FETÖ’nün medya yapılanması davasında ifadesine devam eden Nazlı Ilıcak, “Benim kimliğim teokratik yapıya uyar mı? Ben kazanımlarımı, duruşumu laik cumhuriyete borçluyum” dedi.

FETÖ’nün medya yapılanmasına ilişkin aralarında Nazlı Ilıcak, Mehmet Altan ve Ahmet Altan’ın da bulunduğu 17 sanığın yargılandığı davanın görülmesine devam edildi.

İstanbul 26’ıncı Ağır Ceza Mahkemesi’nde görülen duruşmaya tutuklu sanıklar Mehmet Altan, Nazlı Ilıcak, Fevzi Yazıcı, Yakup Şimşek ve Şükrü Tuğrul Özşengül katıldı. Tutuklu sanık Ahmet Altan’a cezaevinden Sesli ve Görüntülü Bilişim Sistemi (SEGBİS) ile bağlanıldı. Salonda tutuksuz sanık Tibet Murat Sanlıman ile sanık avukatları ve yakınları da hazır bulundu.

Nazlı Ilıcak savunmasına, “Medyada Nazlı Ilıcak gözyaşları içinde savunma yaptı şeklinde haberler okudum, bunu tekzip etmek istiyorum” diyerek başladı.

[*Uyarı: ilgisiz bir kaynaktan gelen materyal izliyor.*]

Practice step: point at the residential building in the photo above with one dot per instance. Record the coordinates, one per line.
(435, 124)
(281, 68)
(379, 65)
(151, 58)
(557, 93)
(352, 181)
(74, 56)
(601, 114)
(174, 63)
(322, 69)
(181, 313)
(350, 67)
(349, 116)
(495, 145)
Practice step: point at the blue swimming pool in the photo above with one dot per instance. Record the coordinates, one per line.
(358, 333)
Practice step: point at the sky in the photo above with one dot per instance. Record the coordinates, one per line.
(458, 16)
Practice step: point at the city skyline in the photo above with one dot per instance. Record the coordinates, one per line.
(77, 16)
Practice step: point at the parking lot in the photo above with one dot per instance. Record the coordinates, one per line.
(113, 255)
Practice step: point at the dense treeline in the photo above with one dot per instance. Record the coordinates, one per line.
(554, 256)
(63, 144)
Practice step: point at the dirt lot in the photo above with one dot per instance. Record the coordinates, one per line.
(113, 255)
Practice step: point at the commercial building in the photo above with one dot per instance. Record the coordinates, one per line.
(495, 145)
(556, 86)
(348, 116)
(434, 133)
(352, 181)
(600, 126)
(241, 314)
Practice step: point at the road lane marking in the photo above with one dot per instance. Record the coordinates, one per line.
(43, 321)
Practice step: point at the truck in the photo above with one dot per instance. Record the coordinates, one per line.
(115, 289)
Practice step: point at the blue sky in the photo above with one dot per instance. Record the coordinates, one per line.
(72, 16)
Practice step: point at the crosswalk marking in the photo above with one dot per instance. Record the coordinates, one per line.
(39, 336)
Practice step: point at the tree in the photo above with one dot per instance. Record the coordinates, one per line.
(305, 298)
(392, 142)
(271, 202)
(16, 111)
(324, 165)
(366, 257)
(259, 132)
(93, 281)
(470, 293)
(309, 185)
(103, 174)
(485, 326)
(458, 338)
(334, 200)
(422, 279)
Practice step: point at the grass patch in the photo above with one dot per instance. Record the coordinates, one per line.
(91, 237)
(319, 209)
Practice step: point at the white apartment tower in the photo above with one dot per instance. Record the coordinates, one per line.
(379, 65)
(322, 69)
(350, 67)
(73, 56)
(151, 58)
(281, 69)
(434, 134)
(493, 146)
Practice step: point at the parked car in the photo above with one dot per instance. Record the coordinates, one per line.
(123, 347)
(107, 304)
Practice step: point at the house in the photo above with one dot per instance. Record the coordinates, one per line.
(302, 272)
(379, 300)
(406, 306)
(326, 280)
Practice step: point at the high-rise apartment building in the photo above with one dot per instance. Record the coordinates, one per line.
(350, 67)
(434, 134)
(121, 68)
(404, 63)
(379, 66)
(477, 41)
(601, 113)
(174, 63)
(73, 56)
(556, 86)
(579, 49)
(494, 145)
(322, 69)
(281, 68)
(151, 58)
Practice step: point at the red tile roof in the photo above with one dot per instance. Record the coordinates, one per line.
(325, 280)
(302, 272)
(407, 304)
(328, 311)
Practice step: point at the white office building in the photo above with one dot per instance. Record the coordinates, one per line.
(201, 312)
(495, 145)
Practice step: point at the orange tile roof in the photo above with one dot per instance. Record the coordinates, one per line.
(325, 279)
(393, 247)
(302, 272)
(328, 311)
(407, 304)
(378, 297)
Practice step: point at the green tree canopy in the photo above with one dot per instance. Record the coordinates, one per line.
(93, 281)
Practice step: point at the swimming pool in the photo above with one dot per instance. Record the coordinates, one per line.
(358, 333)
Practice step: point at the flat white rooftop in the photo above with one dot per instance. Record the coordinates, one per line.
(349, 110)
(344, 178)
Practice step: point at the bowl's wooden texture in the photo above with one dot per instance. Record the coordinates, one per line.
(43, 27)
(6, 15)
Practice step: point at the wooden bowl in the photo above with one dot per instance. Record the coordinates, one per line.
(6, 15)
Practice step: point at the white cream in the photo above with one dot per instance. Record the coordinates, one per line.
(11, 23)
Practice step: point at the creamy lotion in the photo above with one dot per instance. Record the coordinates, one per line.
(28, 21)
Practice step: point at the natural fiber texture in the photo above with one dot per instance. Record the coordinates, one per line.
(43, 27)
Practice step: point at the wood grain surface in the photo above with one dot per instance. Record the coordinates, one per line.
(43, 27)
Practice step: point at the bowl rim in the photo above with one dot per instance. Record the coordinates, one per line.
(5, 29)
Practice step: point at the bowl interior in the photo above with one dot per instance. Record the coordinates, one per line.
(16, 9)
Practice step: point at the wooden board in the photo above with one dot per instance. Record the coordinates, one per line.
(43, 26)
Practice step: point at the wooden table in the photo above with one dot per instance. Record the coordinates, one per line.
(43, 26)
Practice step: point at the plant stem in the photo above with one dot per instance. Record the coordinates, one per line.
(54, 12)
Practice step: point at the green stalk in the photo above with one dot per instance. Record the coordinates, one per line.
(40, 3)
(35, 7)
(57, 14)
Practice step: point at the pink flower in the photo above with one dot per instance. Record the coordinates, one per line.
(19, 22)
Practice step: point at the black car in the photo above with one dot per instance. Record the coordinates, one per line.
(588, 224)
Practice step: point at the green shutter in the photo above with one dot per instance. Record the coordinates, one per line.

Ilıcak savunmasında darbelere karşı yazıları olduğunu belirterek, “İddianamede, darbeden haberdar olduğumuz ve destek vermek saikiyle hareket ettiğimiz belirtilmiş. Darbe gecesi attığım twitler iddianameye konulmamış. Darbenin bir kalkışma olduğunu ve sonunun hüsran olduğunu yazmışım. Twitter o gece ikiye bölünmüştü. Twitlerimde siz hala münakaşa yapıyorsunuz, meclise bomba atıldı. Bırakın bu komplo teorilerini, kenetlenme zamanı diyorum” şeklinde konuştu.

“Ben kazanımlarımı, duruşumu laik cumhuriyete borçluyum”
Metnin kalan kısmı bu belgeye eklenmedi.